Mallory también lo sintió. Lo notó por el modo en que su voz salió lenta, densa, hasta que sonó como miel espesa.

– Todos quieren algo -afirmó, pero tenía los ojos clavados en su cara.

Dios, cuánto deseaba bajarla sobre él y tomarle la boca con tanto ardor y pasión que hiciera que ella deseara que la tomara toda con igual intensidad.

– Todo el mundo quiere algo -logró decir él con voz ronca.

Estaba desesperado por manifestarle lo que él quería. No, por demostrárselo, con la boca, con la lengua, con las manos, con el pene que le palpitaba dolorosamente por el anhelo de estar dentro de ella.

Pero eso era más de lo que podía esperar.

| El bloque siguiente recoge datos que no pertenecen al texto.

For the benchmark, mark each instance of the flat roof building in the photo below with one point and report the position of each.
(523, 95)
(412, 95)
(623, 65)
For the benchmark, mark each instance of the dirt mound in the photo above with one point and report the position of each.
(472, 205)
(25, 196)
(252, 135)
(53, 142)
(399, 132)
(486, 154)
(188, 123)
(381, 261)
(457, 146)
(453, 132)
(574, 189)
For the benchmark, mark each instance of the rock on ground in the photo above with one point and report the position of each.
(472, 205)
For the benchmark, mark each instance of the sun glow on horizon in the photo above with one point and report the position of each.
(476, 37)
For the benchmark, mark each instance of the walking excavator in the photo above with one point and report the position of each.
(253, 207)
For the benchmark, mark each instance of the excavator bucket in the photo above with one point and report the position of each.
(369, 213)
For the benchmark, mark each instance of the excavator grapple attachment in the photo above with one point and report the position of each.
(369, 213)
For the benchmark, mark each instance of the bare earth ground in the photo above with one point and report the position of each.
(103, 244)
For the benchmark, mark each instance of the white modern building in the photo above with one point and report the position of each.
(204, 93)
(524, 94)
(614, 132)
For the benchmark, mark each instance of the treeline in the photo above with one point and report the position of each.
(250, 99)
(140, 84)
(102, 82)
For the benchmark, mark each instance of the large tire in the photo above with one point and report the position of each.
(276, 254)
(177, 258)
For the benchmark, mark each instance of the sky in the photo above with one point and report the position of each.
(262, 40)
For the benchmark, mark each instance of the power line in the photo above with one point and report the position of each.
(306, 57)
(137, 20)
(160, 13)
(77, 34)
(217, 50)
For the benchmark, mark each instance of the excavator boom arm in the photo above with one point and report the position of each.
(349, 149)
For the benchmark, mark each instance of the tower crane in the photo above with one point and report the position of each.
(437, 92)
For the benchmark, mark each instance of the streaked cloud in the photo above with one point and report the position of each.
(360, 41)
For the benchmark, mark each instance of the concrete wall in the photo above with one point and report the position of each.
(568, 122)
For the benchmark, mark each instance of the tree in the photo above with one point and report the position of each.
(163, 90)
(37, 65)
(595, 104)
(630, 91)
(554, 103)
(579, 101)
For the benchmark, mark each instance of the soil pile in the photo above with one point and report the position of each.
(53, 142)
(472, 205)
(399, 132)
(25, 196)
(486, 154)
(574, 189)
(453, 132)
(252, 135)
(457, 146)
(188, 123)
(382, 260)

– Sí -corroboró Mallory-, y lo interesante de estos testigos es que todos ellos quieren lo mismo. Quieren… quieren…

A Carter se le paralizó el corazón cuando la boca de ella se acercó más y más, hasta que de pronto la tuvo allí, con los labios pegados a los suyos. La rodeó con los brazos y le recorrió el cuerpo largo, esbelto y dulce. Luego, al final, con un gemido que vibró por todo su ser, ella extendió las piernas sedosas e interminables y las situó encima, estirándolas sobre toda la extensión de su cuerpo.

Mallory ya se encontraba en un estado de semejante éxtasis, que no supo cómo podría soportar más. Él era todo dureza masculina, la lengua se mezclaba con la suya, las manos le aferraban los glúteos y la moldeaban contra la parte de él que estaba más firme y era más exigente… En una agonía de deseo suspendido, separó los muslos y los cuerpos se fundieron, calor y humedad, e instintivamente se movió sobre él, paladeando el poder de Carter mientras ella buscaba la liberación que con tanta desesperación necesitaba.

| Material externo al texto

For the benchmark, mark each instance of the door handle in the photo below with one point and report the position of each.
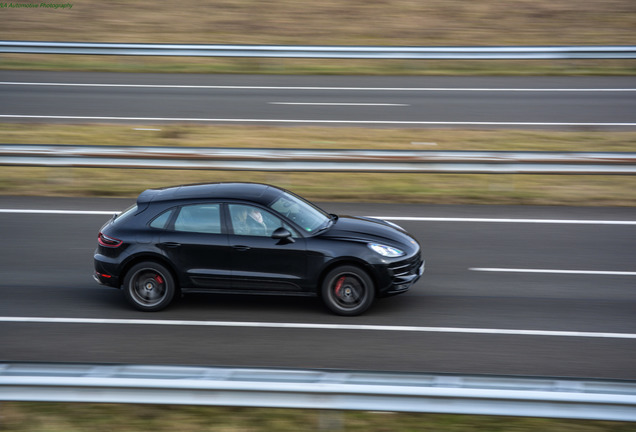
(170, 244)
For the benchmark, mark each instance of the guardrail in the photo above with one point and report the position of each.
(315, 389)
(308, 51)
(326, 160)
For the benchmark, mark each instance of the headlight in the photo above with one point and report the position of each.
(384, 250)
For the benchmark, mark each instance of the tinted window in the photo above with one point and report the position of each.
(253, 221)
(203, 218)
(161, 221)
(126, 214)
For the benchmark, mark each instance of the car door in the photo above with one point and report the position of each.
(198, 246)
(260, 262)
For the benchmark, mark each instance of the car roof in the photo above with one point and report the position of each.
(250, 191)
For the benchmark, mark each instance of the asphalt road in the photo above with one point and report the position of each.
(457, 319)
(482, 102)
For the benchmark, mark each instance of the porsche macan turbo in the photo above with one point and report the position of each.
(251, 238)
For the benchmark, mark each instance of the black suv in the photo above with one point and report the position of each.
(251, 238)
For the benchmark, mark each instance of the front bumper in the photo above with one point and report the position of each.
(403, 275)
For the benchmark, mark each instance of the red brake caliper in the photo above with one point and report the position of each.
(339, 285)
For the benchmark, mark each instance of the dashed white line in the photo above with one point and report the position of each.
(316, 326)
(336, 104)
(311, 121)
(554, 271)
(232, 87)
(507, 220)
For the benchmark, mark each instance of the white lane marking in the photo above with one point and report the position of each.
(316, 326)
(314, 121)
(494, 220)
(554, 271)
(232, 87)
(395, 218)
(336, 104)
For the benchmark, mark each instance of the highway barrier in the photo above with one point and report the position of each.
(325, 160)
(320, 389)
(310, 51)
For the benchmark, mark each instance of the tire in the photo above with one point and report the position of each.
(348, 290)
(149, 286)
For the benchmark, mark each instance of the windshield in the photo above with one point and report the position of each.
(309, 217)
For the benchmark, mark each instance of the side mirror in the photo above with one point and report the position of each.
(283, 235)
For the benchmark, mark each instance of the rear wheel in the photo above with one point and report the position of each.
(149, 286)
(348, 290)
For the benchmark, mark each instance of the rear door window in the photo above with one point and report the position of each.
(201, 218)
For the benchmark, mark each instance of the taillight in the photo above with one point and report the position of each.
(108, 241)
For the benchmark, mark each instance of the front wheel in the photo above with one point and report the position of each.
(348, 290)
(149, 286)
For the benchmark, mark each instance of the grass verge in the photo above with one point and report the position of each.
(370, 187)
(61, 417)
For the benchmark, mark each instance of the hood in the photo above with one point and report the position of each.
(373, 230)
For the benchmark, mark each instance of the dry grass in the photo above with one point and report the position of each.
(368, 22)
(326, 22)
(370, 187)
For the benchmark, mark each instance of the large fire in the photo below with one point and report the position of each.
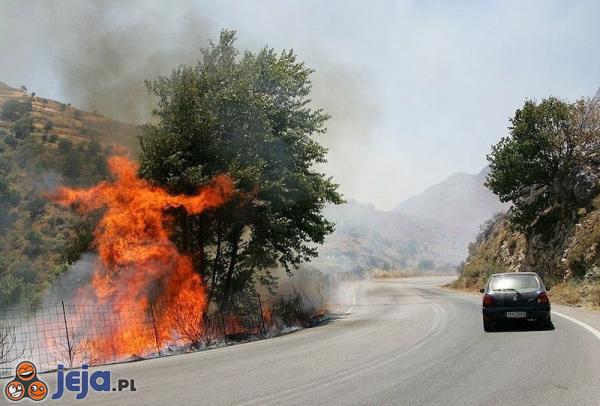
(137, 261)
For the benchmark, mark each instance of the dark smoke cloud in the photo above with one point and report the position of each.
(101, 51)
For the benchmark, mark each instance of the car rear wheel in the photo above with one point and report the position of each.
(487, 325)
(547, 322)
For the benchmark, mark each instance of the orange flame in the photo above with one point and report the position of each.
(138, 264)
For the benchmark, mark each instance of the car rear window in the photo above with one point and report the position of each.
(517, 282)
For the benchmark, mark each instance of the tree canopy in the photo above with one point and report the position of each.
(552, 145)
(247, 115)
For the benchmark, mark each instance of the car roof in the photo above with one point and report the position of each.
(514, 273)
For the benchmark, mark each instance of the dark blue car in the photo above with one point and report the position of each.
(515, 296)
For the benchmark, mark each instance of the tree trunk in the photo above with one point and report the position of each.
(217, 262)
(234, 243)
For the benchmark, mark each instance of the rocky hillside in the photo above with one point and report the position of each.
(555, 230)
(461, 200)
(44, 143)
(366, 238)
(69, 122)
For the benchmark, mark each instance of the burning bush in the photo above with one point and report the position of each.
(137, 261)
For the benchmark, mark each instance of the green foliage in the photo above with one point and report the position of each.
(11, 290)
(65, 146)
(12, 110)
(247, 116)
(79, 242)
(22, 127)
(48, 126)
(534, 167)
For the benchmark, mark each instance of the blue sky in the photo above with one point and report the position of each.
(417, 90)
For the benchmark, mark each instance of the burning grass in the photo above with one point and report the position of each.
(137, 261)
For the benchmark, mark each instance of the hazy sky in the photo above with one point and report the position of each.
(418, 90)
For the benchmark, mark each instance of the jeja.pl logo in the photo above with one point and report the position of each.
(26, 384)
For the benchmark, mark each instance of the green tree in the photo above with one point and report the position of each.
(535, 166)
(12, 110)
(248, 116)
(22, 127)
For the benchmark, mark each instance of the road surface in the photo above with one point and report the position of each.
(403, 342)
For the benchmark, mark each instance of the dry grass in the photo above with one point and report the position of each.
(574, 293)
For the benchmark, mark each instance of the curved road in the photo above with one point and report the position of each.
(403, 342)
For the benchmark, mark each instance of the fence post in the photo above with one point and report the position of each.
(223, 323)
(262, 320)
(69, 348)
(155, 330)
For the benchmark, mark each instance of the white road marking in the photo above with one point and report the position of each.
(580, 323)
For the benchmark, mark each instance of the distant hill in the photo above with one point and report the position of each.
(461, 200)
(367, 238)
(67, 121)
(45, 143)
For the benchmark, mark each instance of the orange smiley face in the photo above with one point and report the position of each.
(14, 390)
(26, 371)
(37, 390)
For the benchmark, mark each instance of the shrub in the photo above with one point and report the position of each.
(65, 146)
(12, 110)
(566, 292)
(11, 290)
(49, 125)
(23, 127)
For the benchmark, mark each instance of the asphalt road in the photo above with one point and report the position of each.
(403, 342)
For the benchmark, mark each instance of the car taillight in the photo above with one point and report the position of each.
(543, 298)
(488, 300)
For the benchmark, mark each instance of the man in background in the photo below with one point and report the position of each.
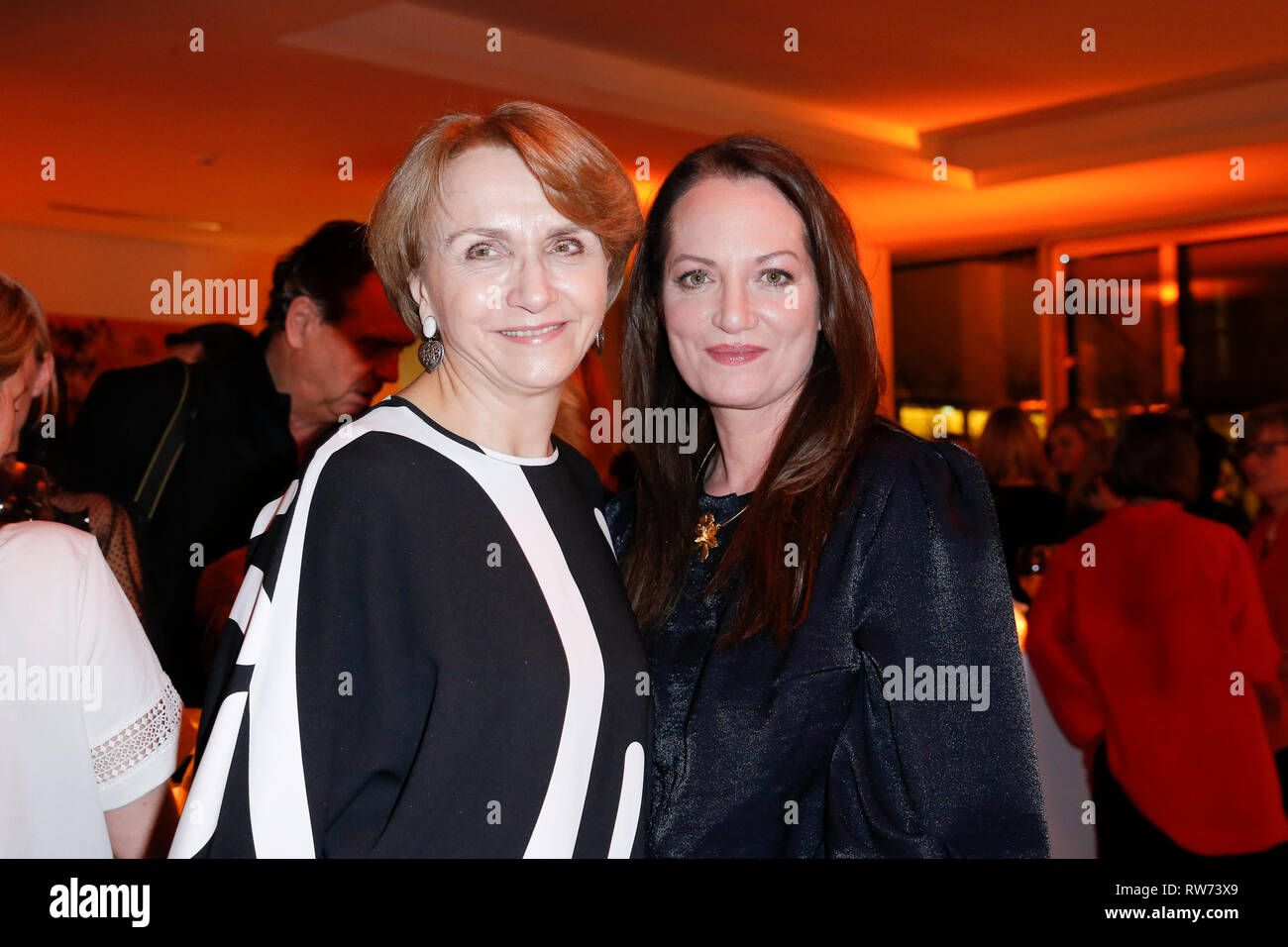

La besó con una pasión que no requería palabras ni explicaciones. El torso estaba pegado a sus pechos y Mallory frotaba los pezones contra el vello rizado, enloquecida por el placer que le brindaba, disolviéndose en un torrente de fuego líquido.

– No podemos hacer esto -intentó apartarla.

Ella supo que tanto su corazón como su cuerpo no compartían sus palabras.

– Sí que podemos -le susurró al oído con absoluta determinación-. Lo estamos haciendo.

– No, no, no deberíamos… oh, Dios -musitó cuando ella le introdujo la lengua entre los labios para apoderarse otra vez de su boca.

– ¿Por qué no deberíamos? -le mordisqueó la mandíbula.

– Porque tú realmente no quieres -jadeó a medida que los labios llegaban a su cuello-. Es sólo el momento. Es la noche y la navidad y la tensión del caso…

Sin aliento, se encontró tendida al lado de él. Era agradable, pero no donde quería estar.

– ¿Y qué tiene de malo eso? -preguntó, la voz tan ronca por el deseo, que apenas podía hablar.

– Oh, Mallory -musitó-. Nada, excepto… por la mañana vas a respetarme incluso menos.

Antes de que pudiera organizar su mente para preguntarle qué quería decir con esa declaración, Carter la rodeó rápidamente con el brazo y le tomó la boca.

Habían pasado el punto de no retorno.